Pero es que lo que nos gusta en el cine no es esto. No creo. Lo hermoso en el cine clásico es que la vida hacía cuerpo con el relato y con los personajes, no era un añadido posterior, no era un ingrediente suplementario, era la materia misma.

Y lo bello del cine de Rozier o de Biette, por citar dos de los modernos más vivos, cada uno a su manera, es que la vida es el cuerpo mismo de la película, no un elemento de calidad suplementario.

Pero es como si ahora que sabemos que el cine bueno tiene que tener vidilla (insisto, Pialat mal digerido) le añadiésemos a cada película los indispensables toques de vidilla para que quede claro que nuestra película tiene todos los rasgos de calidad necesarios. No hacemos cine. Jugamos a hacer cine. (Me incluyo, yo he pasado por la escuela, yo me hago preguntas equivocadas también, es difícil no hacérselas hoy en día.)

¿Para cuando una película inevitable, que crezca desde dentro, que recurra sólo a lo que necesita, que corra el riesgo de ser tremendamente reducida, de ser apenas una línea, un único trazo de pincel?

En Hong Sangsoo todo momento pertenece a la película, parece intuido, hace cuerpo con ella. En L'Apollonide la película no para de descomponerse, pero no porque ese sea su tema, sino porque parece construida con la inteligencia de quien teoriza al instante sus ideas, nada hace cuerpo, nada es inevitable. Quitas una secuencia y no pasa nada, añades diez y tampoco pasaría nada. No una película viva, sino una película sobre la que se pegan momentos de vida. Pieles de animales vivos.
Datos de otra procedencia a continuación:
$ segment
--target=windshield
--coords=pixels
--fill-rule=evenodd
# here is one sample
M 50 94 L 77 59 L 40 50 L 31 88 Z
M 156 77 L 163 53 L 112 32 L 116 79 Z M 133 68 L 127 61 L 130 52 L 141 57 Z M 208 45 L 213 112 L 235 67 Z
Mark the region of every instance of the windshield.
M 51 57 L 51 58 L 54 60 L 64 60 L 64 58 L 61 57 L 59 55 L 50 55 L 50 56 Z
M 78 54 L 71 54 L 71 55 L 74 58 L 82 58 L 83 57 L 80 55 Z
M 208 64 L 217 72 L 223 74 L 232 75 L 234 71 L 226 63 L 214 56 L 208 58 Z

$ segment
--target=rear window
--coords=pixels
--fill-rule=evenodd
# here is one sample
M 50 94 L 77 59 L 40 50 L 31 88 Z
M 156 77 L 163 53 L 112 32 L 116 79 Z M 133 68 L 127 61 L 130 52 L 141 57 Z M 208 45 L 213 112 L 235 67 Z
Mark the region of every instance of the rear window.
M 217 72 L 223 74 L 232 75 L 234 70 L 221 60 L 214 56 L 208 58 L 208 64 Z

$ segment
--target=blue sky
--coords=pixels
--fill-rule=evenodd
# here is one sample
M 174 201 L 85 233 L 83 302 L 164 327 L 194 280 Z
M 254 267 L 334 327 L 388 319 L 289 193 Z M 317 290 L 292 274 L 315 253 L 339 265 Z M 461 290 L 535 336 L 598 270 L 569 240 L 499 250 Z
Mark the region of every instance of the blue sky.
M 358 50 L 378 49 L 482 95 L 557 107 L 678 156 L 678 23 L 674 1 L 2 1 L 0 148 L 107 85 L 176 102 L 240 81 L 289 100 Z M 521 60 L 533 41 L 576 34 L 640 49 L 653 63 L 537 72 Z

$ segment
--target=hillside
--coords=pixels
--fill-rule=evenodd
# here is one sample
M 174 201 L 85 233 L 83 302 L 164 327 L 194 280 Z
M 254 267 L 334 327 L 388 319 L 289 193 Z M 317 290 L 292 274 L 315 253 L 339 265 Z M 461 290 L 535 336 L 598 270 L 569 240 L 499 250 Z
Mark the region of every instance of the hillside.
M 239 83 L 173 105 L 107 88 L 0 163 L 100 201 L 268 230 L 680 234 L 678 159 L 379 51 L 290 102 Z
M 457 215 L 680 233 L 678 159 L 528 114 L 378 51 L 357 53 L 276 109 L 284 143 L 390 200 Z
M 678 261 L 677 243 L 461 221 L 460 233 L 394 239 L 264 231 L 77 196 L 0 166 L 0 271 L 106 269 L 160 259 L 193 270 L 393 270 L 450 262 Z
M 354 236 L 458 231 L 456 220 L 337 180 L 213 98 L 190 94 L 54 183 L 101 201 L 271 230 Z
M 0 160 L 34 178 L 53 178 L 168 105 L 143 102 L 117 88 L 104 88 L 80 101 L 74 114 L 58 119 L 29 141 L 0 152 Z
Se me va esto de las manos. Me voy a ver Un été brulant, vuelvo, no voy a decir lo que pienso de la película, qué mas da lo que pensemos de las películas, pero es una película que no hace trampas, que no se disfraza con pieles de animales vivos y coleantes y atrapados.

Garrel, como antes otros cineastas, del que se ha extraído en los últimos tiempos un rasgo, una manera de dirigir a los actores, de instalarlos en el plano y de hacerlos hablar, que se ha convertido en rasgo de calidad. Como los momentos naturales de Pialat. Los cineastas reducidos a creadores de rasgos de calidad, lo vivo reducido a idea.

"Las ideas matan a la pintura." ¿Quién dijo eso? Las ideas matan a la pintura. Y a la poesía. Degas, pintor, pintor de verdad, le decía a Mallarmé que quería escribir poemas, que tenía muy buenas ideas para poemas, pero que no le salían, y Mallarmé le respondía que los poemas no se escribían con ideas, sino con palabras.

Y ya de perdidos al río, como sé que desvarío, no dejaré de asegurarte que L'Apollonide me interesa, me interesa mucho, y que eso me decepciona. No quiero ni preguntarme si una película me interesa. Y tampoco negaré que Bonello busca cosas, intenta cosas, pero ahora mismo dudo de que el cine se haga así, de que el cine consista en buscar y en mostrarse buscando, en la exhibición de esa búsqueda. Dudo. Lo dudo. Sigo dudando. Ay.

Hasta pronto.

Pablo García Canga

(Leido y aprobado por un Manuel.)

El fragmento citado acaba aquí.